I could easily continue on the influence religions have had on their development and measurements, but I feel it would be of no use. Not only would it prolong the time it will take for you to read that which you have come for, but it would be a never-ending tale that I suspect would interest few. The impact of religion and belief on humanity’s existence is quite indescribable, and humans have proven to be quite unique in their… Storytelling capabilities. Their art, if you will.
It matters little what parts of it are or are not true, however, as this story is of something else.
This story does not start with “once upon a time”, nor will it end with a happily ever after.
This story will not be praised or believed or told to children in buildings made for that very purpose.
This story will not give new habits and festivals.
This story is not important to many, but it is important to me.
Annebeth woke up in the morning, and everything was fine. Annebeth got dressed in the morning, and everything was fine. Annebeth took me from her nightstand in the morning, and everything was fine. Annebeth went down the stairs in the morning, and everything was not fine.
“Tomorrow”, to some, is a gift and a hope. It is a promise to be there, to try. It is an acknowledgement of the passing of time, and a quiet acceptance that today doesn’t last forever. It is delaying that which is true, that which is coming.
Annebeth is human.
Annebeth isn’t a young human, anymore.
Annebeth was never going to be alright forever.
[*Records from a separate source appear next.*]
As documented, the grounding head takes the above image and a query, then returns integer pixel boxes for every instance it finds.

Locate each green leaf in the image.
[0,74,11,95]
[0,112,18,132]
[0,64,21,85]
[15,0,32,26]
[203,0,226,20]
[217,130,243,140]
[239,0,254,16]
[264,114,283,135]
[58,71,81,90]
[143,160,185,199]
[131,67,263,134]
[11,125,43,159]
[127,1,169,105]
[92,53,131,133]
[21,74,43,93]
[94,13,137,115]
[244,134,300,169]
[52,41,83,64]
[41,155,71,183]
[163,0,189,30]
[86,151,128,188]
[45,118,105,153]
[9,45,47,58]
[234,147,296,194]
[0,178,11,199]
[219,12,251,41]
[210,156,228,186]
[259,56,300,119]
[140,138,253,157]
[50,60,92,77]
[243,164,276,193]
She climbed slowly down the stairs, and I will not imagine she felt her bones protest as the stairs did the same, but I would not be surprised if she did. She was slow, so slow. That does not bother me, but one should wonder if it is safe for her to live here, still, all alone, if she struggles down the stairs like this.
One would not have to wonder anymore, because she slipped, and she fell.
It was not a light fall. I will not describe the sounds, not the sensations, not the exact events, because one does not need to know how it happened step by step to know it was a painful and horrible tragedy. One that was, perhaps, unavoidable.
But such truths do not matter. The current truth, the one she lived, was one where she laid on the cold tiles of the hallway, in the dim light, in pain. And she could not get up.
She tried.
She called for help.
She attempted to crawl, but soon gave up.
I was still clutched in her hand. Her grip tighter with fear and pain, yet still quite fragile.
She called for help, again.
She called for help.
She tried not to cry
I felt cold, despite the warmth of her hand.
Tears rolled down her face, her breath hitched, but still she called for help.
I could not handle it. I Looked into the future- I needed to know when help would come-
It would be too late.
She tried to call for help, but a sob interrupted her.
It does not matter, though. I cannot let it matter, because she is nothing more than a mere mortal. It does not matter, because for every time I choose to help, to be kind, to act, there is one where I do not. One where I make a choice to be cruel, to hurt, to watch. It doesn’t matter what I choose, because every moment gives birth to a new world in which I choose otherwise.
But....
But Annebeth lies there, crying, her breath coming faster. She’s in pain, of course she is.
It does not matter, it should not matter, but...
For the first time in a long, long time, I decide to be more than a spectator.